Starwood Hotels & Resorts' third-quarter profit rose 4.3% from a year earlier, but the results reflected slower growth in demand both in the U.S. and overseas.
Share prices were down Thursday morning after the No. 2 publicly traded U.S. hotelier, behind Marriott International, lagged analysts' revenue estimates.
Starwood's North American hotel revenue per available room (RevPAR) growth, excluding currency effects, slowed to 5.3% from 7.3% in the second quarter, while global RevPAR growth slowed to 4.7% from 6.9%. Revenue rose 6% to $1.46 billion, which was less than the $1.48 billion estimated by analysts in a Thomson Reuters survey.

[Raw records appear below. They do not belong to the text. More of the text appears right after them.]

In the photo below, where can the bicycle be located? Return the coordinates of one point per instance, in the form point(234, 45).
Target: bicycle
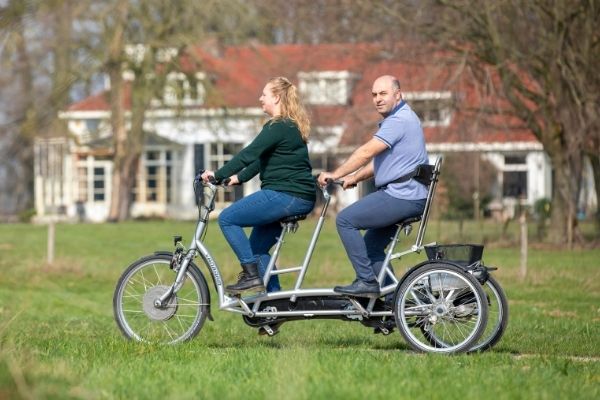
point(438, 306)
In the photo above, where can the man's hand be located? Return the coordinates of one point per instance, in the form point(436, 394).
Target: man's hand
point(350, 182)
point(323, 177)
point(233, 180)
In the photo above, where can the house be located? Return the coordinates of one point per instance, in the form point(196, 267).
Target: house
point(219, 113)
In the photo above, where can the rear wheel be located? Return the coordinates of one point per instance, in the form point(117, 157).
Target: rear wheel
point(180, 319)
point(440, 308)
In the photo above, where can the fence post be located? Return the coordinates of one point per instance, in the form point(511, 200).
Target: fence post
point(50, 248)
point(523, 224)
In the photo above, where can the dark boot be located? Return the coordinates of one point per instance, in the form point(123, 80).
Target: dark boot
point(247, 279)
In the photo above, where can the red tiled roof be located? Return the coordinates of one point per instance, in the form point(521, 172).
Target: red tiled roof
point(238, 74)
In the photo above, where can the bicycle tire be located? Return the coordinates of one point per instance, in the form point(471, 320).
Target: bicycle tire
point(443, 300)
point(144, 281)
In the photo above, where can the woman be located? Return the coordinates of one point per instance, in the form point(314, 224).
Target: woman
point(280, 155)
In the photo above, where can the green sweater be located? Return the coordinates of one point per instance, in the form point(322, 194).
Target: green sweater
point(280, 155)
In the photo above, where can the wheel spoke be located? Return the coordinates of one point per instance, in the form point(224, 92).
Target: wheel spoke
point(183, 314)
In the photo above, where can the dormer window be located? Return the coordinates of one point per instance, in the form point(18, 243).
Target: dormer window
point(331, 88)
point(433, 108)
point(184, 90)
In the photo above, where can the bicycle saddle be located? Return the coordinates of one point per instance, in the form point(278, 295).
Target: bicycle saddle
point(293, 218)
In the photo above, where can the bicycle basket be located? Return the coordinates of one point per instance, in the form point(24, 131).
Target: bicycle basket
point(463, 254)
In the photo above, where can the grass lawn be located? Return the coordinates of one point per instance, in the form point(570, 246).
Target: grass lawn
point(58, 339)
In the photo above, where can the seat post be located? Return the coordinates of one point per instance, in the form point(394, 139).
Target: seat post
point(428, 203)
point(275, 256)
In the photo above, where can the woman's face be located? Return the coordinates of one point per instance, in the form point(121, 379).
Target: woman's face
point(269, 102)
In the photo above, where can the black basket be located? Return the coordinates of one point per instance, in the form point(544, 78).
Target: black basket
point(464, 254)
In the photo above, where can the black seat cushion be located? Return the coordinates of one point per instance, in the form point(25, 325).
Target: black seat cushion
point(293, 218)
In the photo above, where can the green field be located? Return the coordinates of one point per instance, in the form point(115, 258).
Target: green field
point(58, 339)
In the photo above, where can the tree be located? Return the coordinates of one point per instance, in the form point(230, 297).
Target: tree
point(546, 56)
point(138, 35)
point(37, 79)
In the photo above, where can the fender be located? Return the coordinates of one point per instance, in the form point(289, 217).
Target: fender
point(170, 254)
point(412, 269)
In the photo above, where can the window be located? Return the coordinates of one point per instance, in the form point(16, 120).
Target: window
point(91, 180)
point(99, 187)
point(515, 184)
point(514, 176)
point(326, 87)
point(184, 90)
point(219, 154)
point(157, 177)
point(82, 184)
point(433, 108)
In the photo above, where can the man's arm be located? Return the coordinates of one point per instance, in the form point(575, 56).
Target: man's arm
point(358, 159)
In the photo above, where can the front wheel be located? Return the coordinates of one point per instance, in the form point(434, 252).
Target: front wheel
point(440, 308)
point(180, 319)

"The key question is whether this quarter's results reflect a recovery that's lost its steam," Starwood CEO Frits van Paasschen said on a conference call with analysts Thursday morning. "We won't know for a while."
As for Starwood's brands, Aloft and W showed the strongest RevPAR growth, while demand was down at St. Regis, the Luxury Collection and Le Meridien. RevPAR at Sheraton was little changed from a year earlier.
Starwood's net income rose 4.3% to $170 million from $163 million a year earlier. Profits rose primarily because of the inclusion of results from its St. Regis Bal Harbour vacation-rental property, which was completed in January.